Figure 6 shows the PCA grouping of the neuroprotective effect at 48 h. The graph describes the relationship between the bio-compounds with the antioxidant activity and also how TAC, TFC, and TGC could be closely related to the displayed neuroprotective activity, whereby the extracts of fresh and dehydrated cabbage at 50 and 90 °C are the ones that presented greater retention of these bio-compounds.

4. Conclusions

The content of bio-compounds, antioxidant activity, and neuroprotective effects of dehydrated red cabbage were affected by drying temperatures. Red cabbage has a wide variety of bio-compounds, and drying conditions affect their contents. Less exposure to heat, both in time and temperature, allows a higher retention of bio-compounds, as is the case of drying at 50 and 90 °C. It also has an effect on the antioxidant activity of the dehydrated red cabbage samples. The amino acids and fatty acids profiles confirmed red cabbage as a healthy food that is readily available. Fresh and dehydrated red cabbage extracts did not show any toxic effect and prevented the neurotoxicity triggered by α-syn PFF at 24 h treatment. Moreover, the fresh, 50 °C and 90 °C extracts maintained this effect at 48 h treatment.
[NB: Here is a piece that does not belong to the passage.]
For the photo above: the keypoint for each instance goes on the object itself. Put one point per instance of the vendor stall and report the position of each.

PCA validated the relationship between the content of bio-compounds (TAC, TFC, and TGC) and the observed neuroprotective activity. The red cabbage extracts used in assays on the cellular model of Parkinson’s disease showed a significant effect on cytotoxicity triggered by α-synuclein accumulation. These results suggest that this natural product is a potential therapeutic target to prevent or delay Parkinson’s disease progression. However, this should be validated in future clinical trials. Therefore, the present findings may promote the use of red cabbage in future studies related to PD and show its value as an affordable, functional food ingredient.